Local authorities across England and Wales face a funding gap of £2bn or more next year as inflation eats into the ability of many to provide basic services without dipping into reserves, according to their representative body.
Analysis released on Tuesday by the cross-party Local Government Association, which meets for its annual conference this week, provides an alarming picture of rising costs and diminishing services as councils struggle to balance the books in the wake of successive shocks.
The LGA estimated the extra cost to councils would exceed their core funding by £2bn in 2023-24 and £900mn in 2024-25, even if the rate of price rises falls in line with government forecasts to 2.9 per cent by the end of this year.
If inflation remains higher, tracking the Bank of England’s more pessimistic outlook, local authorities would face additional costs of £740mn next year, and £1.5bn in 2024-25.
The analysis relates solely to funding needed to maintain services at current levels and does not include tackling the continuing crisis in the provision of adult and child social care, or addressing homelessness.
Pete Marland, Labour leader of the council in Milton Keynes and chair of the LGA’s resources board, said local governments were having to cut services to meet their legal duty to balance the books this year, and using reserves meant to mitigate risk to plug funding gaps.
“We are in an endgame where unless something changes in the medium- to long-term funding settlement, we start to see more and more councils taking more drastic action,” he said.
“This won’t just be around potholes that need to be filled, play areas that need maintenance and grass that needs cutting,” he added. “It will be around more fundamental things like children’s services and social care, and it will have knock on effects for the NHS.”
Two councils — Thurrock in Essex and Woking in Surrey — have in recent months been forced to announce section 114 notices, in effect declaring bankruptcy.
Both local authorities got into difficulties as a result of investment strategies that were designed to deliver additional revenues but instead left them with record deficits of £500mn and £1.2bn respectively.
Marland described Thurrock, Woking and a handful of other councils in similar trouble as “outliers”. Of the 340 district and unitary councils in England and Wales, about 20 were in sever financial distress, he said. Others had proved adept at managing cuts in the decade to 2020, when councils bore the brunt of government austerity budgets with funding slashed overall by £15bn, he noted.
Marland added, however, that councils of all political colours were now struggling to meet growing demand for the basic services they are legally required to deliver.
Local government officials were surprised when, in December last year, Rishi Sunak, prime minister, agreed a £59.5bn funding package for councils for 2023-24, representing a 9 per cent increase on the year before.

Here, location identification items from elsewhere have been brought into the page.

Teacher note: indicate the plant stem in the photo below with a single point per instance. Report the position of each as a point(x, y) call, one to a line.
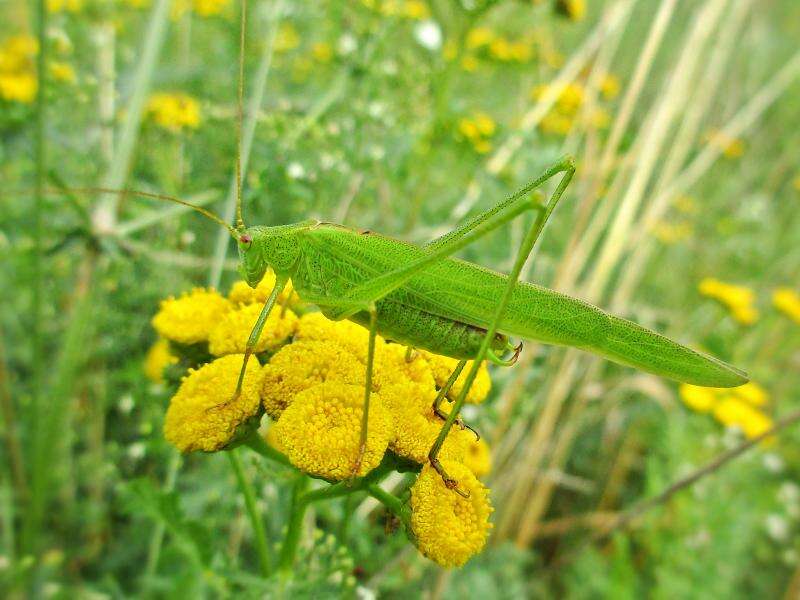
point(252, 510)
point(298, 511)
point(37, 357)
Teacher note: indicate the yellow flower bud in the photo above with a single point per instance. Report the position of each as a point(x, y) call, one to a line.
point(320, 431)
point(190, 318)
point(448, 528)
point(204, 414)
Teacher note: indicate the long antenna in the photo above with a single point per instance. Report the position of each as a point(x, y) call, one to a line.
point(100, 190)
point(239, 118)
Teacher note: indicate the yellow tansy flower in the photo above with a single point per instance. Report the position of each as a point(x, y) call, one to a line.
point(174, 112)
point(202, 414)
point(448, 528)
point(699, 399)
point(230, 335)
point(298, 366)
point(316, 327)
point(443, 367)
point(319, 432)
point(391, 365)
point(478, 458)
point(787, 301)
point(415, 425)
point(158, 358)
point(190, 318)
point(733, 412)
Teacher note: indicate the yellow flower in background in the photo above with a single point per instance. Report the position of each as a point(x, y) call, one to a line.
point(733, 407)
point(316, 327)
point(319, 432)
point(203, 414)
point(448, 528)
point(699, 399)
point(71, 6)
point(739, 300)
point(209, 8)
point(190, 318)
point(478, 458)
point(62, 71)
point(443, 367)
point(300, 365)
point(286, 38)
point(787, 301)
point(230, 335)
point(478, 131)
point(734, 412)
point(416, 427)
point(158, 358)
point(574, 10)
point(174, 112)
point(730, 147)
point(752, 393)
point(18, 81)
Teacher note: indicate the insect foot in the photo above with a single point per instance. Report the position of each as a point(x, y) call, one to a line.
point(459, 421)
point(449, 482)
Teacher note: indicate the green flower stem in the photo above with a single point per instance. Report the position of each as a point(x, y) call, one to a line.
point(393, 503)
point(256, 522)
point(258, 445)
point(301, 500)
point(298, 511)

Joanne Pitt, head of local government policy at the Chartered Institute of Public Finance and Accountancy, which represents accountants working in the public sector, said inflation had eaten away at most of the benefits of the 9 per cent since.
“If you went back 10 years you had some give and take. Now they have given everything they have got to give so we are looking at really serious implications,” she said, adding that fundamental questions needed to be raised about what councils could be expected to deliver within the current funding framework.
Analysis in March by the County Councils Network, which represents the largest councils in England and Wales, said 2023 would be one of the most challenging financial years ever. It found that members would need to make at least £1bn in savings and use £350mn in reserves, even after raising council taxes, to balance the books.
“The government will look in the round at local government spending when finalising budgets at next year’s finance settlement, as we do every year to ensure councils can continue to deliver vital services,” a UK government spokesperson said.
“We have also provided multiyear certainty to local government, outlining spending over the next two years to allow councils to plan ahead with confidence.”